We observed significant associations of two components of the partitioned PS with ESDN: a negative association with the beta cell +PI cluster (OR = 0.83, P = 0.00024) and a positive association with the obesity cluster (OR = 1.19, P = 0.00050). There was no evidence of heterogeneity in the effects of these two clusters across ancestry groups, (Supplementary Fig. 10 and Supplementary Table 21), and the overall PS was not strongly associated with ESDN (P = 0.048).
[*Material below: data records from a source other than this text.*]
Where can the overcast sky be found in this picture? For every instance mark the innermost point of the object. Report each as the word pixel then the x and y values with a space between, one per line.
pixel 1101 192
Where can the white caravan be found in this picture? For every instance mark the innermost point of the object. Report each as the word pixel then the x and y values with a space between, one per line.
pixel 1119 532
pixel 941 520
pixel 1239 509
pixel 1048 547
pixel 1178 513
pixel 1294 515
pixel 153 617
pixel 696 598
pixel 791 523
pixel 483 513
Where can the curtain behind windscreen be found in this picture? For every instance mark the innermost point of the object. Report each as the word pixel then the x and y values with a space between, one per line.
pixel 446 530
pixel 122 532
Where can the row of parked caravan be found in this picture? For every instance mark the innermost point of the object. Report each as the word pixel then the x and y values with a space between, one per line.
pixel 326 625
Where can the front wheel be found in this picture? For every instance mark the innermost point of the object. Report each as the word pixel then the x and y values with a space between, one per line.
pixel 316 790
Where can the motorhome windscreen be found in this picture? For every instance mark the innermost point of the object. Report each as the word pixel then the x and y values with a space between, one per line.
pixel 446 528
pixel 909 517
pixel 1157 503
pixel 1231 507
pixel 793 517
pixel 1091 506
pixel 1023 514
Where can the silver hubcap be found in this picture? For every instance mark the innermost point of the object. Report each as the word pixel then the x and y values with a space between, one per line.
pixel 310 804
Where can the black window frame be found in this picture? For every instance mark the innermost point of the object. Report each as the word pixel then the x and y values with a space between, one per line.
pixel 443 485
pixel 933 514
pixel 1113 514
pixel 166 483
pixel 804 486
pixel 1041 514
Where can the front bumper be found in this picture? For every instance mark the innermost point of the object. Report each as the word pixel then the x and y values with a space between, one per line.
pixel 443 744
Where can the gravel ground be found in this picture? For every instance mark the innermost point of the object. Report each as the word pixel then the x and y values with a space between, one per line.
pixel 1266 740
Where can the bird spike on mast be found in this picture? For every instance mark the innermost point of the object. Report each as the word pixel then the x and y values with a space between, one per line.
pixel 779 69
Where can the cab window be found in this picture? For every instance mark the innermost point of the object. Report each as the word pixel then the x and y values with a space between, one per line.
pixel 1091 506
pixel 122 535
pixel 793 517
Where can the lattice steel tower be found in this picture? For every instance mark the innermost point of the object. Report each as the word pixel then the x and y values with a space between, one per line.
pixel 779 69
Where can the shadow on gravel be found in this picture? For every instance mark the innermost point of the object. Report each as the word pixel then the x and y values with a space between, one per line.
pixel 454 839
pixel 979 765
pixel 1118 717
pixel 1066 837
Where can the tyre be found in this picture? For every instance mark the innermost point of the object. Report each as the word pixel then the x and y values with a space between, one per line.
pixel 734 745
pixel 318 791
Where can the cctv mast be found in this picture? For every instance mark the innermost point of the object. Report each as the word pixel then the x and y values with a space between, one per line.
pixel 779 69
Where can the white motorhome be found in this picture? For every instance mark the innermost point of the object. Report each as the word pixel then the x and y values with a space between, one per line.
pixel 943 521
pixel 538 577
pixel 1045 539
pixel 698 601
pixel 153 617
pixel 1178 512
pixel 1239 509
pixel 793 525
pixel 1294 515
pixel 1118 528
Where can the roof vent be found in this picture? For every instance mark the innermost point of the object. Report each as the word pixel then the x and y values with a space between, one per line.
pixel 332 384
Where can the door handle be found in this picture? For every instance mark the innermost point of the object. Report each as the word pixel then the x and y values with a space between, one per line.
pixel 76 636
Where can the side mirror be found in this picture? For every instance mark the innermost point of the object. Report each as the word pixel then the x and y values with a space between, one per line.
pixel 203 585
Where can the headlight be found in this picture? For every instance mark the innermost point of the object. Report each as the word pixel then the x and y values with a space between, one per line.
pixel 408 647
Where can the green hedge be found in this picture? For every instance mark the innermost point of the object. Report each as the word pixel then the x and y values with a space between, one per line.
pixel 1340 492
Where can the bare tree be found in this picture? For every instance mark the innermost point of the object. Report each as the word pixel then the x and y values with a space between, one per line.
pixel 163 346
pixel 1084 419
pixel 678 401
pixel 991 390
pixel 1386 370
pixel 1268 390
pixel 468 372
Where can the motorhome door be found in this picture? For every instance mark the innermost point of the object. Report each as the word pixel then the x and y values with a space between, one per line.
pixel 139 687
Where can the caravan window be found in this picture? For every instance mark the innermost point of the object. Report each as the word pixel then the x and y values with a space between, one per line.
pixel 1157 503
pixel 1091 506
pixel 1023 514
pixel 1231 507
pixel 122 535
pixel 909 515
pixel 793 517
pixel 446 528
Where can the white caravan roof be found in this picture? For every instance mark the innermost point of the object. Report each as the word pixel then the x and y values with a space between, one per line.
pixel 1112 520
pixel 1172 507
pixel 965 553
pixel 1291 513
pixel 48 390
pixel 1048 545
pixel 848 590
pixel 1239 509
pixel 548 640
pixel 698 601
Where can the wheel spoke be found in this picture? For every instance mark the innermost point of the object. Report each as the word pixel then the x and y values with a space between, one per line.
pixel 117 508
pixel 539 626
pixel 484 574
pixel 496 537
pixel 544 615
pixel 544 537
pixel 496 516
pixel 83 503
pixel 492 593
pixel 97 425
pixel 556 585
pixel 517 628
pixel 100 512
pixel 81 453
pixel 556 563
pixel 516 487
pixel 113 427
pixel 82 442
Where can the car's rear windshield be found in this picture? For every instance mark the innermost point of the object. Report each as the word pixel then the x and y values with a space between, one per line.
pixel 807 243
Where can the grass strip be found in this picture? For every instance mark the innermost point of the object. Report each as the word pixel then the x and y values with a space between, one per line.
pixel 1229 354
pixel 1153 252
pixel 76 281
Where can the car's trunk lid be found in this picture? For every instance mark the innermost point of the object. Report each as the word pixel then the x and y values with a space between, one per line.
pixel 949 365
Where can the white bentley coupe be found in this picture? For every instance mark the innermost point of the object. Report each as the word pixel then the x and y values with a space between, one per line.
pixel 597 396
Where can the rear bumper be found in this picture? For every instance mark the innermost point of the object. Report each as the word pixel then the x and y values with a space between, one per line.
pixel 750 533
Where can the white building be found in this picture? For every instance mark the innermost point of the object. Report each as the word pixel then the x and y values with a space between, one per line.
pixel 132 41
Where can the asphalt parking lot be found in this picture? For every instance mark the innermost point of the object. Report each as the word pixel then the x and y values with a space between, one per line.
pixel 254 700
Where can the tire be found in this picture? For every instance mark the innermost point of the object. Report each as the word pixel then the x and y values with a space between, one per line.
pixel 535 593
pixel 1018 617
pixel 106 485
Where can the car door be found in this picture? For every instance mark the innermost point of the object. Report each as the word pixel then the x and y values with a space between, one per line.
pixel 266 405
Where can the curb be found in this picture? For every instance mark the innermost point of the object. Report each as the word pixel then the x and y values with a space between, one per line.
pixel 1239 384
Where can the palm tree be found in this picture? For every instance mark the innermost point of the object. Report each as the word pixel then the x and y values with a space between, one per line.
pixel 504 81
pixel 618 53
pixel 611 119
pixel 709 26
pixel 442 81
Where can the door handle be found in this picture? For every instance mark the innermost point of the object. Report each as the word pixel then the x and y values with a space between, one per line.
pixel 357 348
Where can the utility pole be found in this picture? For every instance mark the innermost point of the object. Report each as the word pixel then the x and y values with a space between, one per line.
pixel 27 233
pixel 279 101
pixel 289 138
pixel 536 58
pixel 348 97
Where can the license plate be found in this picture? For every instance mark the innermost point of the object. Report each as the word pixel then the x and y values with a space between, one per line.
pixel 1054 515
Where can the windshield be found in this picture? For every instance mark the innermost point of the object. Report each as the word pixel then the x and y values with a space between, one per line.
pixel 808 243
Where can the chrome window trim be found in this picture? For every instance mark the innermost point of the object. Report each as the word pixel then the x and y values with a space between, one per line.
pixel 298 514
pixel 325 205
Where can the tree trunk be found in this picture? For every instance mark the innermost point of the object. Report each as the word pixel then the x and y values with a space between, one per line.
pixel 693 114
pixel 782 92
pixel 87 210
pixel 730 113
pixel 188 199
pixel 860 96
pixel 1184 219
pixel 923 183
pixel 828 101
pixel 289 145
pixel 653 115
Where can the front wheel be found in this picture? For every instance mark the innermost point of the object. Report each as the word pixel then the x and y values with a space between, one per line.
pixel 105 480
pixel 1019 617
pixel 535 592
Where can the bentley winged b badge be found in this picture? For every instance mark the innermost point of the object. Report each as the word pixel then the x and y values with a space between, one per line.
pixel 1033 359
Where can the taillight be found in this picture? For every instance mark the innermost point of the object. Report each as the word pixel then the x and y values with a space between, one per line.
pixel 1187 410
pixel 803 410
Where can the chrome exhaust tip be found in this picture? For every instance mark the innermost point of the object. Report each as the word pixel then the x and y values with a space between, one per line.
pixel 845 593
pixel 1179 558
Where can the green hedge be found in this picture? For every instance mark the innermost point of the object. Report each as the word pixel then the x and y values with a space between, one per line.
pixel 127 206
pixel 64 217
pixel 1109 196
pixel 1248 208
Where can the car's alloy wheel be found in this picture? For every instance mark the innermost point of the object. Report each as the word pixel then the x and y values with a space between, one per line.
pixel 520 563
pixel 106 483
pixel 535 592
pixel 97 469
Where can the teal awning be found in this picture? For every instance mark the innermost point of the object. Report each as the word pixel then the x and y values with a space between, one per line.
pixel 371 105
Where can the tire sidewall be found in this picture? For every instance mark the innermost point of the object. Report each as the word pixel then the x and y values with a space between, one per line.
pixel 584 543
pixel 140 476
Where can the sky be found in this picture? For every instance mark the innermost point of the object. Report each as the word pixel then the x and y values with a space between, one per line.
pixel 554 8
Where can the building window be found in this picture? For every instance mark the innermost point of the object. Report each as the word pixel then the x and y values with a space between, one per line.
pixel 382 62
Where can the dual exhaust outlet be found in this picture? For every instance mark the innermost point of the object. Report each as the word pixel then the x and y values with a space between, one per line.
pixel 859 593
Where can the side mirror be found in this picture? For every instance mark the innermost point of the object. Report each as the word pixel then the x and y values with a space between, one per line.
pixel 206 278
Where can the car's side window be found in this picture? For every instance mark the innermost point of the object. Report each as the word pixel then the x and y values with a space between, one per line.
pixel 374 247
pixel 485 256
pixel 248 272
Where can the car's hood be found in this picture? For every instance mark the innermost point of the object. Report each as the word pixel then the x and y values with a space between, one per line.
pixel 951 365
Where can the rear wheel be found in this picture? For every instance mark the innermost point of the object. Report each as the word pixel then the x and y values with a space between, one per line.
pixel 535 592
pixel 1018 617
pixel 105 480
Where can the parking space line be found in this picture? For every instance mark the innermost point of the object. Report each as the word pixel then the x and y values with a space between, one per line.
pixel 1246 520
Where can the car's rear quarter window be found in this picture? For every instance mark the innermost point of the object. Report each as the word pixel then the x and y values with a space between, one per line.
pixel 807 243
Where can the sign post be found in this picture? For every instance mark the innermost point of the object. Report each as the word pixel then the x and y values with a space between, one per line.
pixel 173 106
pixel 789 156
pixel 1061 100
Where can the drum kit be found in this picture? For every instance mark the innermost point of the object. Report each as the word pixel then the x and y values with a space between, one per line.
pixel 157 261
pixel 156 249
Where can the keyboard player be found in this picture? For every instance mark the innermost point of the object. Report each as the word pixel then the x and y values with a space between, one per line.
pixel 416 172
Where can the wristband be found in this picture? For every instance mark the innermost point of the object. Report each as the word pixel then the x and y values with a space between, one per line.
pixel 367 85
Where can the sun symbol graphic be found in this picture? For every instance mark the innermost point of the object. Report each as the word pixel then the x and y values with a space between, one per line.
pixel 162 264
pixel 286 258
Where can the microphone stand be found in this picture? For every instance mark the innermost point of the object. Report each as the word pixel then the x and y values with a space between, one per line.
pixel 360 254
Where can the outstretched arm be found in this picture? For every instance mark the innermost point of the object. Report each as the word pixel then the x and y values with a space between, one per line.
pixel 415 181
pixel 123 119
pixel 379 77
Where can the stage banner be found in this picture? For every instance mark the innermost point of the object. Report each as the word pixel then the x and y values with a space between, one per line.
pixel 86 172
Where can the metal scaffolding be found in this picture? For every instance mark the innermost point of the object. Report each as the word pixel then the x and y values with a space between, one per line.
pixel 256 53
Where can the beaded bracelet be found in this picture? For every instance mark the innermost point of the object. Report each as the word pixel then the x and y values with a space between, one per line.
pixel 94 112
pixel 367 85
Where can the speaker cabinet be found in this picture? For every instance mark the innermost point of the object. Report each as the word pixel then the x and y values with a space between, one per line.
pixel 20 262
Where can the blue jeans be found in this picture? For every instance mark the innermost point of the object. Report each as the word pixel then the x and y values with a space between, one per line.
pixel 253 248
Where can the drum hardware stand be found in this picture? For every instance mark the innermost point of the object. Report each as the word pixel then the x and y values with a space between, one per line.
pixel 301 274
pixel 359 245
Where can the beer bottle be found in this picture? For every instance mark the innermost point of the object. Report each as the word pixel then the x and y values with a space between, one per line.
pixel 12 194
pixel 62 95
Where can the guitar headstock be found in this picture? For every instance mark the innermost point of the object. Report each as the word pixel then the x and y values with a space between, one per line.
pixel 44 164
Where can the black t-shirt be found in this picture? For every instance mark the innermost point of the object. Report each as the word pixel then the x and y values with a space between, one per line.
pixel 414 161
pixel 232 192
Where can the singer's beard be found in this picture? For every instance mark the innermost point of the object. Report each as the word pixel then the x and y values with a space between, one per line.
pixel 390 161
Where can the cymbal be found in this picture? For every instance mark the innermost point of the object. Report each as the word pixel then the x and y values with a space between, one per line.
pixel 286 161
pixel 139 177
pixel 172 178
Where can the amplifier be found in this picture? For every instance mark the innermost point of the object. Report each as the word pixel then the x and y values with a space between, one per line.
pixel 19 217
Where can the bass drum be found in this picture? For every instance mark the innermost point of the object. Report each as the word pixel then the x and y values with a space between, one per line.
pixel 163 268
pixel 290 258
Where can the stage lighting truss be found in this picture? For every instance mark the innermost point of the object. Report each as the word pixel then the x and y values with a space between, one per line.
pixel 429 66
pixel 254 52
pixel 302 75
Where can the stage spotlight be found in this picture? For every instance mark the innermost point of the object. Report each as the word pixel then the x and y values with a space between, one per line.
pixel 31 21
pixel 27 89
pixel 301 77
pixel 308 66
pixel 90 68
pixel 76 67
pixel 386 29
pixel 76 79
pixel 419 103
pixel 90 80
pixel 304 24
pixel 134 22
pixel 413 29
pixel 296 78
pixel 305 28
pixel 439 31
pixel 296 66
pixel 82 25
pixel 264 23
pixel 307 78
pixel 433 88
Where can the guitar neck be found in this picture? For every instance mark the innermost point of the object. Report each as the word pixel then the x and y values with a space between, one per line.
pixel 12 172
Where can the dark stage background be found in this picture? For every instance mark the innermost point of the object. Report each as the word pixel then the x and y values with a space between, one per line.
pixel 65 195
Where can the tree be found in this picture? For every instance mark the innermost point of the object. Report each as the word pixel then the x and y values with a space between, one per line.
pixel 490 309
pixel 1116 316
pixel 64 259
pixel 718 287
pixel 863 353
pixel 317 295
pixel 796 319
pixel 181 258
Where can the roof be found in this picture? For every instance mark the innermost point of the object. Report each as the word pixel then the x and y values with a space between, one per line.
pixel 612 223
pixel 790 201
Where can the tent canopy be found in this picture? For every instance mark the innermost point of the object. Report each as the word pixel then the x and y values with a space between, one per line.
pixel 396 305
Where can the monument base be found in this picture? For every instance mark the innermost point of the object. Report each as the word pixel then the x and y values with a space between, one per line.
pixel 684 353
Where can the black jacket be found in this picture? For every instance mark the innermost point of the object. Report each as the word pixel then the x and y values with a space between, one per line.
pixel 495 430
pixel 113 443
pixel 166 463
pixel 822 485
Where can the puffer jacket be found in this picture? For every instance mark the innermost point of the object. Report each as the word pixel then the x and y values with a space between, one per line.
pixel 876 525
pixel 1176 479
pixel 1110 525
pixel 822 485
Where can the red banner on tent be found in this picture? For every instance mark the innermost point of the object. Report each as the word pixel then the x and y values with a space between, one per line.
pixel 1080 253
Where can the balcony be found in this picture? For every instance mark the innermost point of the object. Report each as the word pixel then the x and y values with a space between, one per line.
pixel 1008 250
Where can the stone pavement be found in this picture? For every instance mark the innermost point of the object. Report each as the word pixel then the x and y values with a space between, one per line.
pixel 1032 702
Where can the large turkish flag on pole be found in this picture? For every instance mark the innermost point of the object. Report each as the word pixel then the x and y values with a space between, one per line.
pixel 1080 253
By contrast, none of the cluster-specific components of the partitioned PS were associated with proliferative diabetic retinopathy. However, there was a strong positive association of the overall PS with this microvascular outcome (OR = 1.32, P = 1.1 × 10−9), with no evidence of heterogeneity in effects across ancestry groups (Supplementary Fig. 11 and Supplementary Table 21). Together, these results suggest that ESDN is associated with obesity and beta-cell dysfunction with opposite directions of effect, and confirm previous reports that proliferative diabetic retinopathy is driven by hyperglycaemia40 and therefore strongly associated with the overall burden of T2D risk variants.
Finally, we tested for associations of the cluster-specific components of the partitioned PS and the overall T2D PS with age of onset of T2D (Extended Data Fig. 9 and Methods). The overall PS was strongly associated with an earlier age of onset (1.15 years per standard deviation of the PS, P = 5.1 × 10−8), although the effects were highly heterogeneous across ancestry groups (Supplementary Fig. 12 and Supplementary Table 23). However, even after adjustment for the overall PS, the obesity cluster was significantly associated with an earlier age of onset (0.38 years, P = 1.4 × 10−7), with no evidence of heterogeneity across ancestry groups. These findings highlight the importance of obesity-related processes for the onset of T2D, in addition to the development of vascular complications.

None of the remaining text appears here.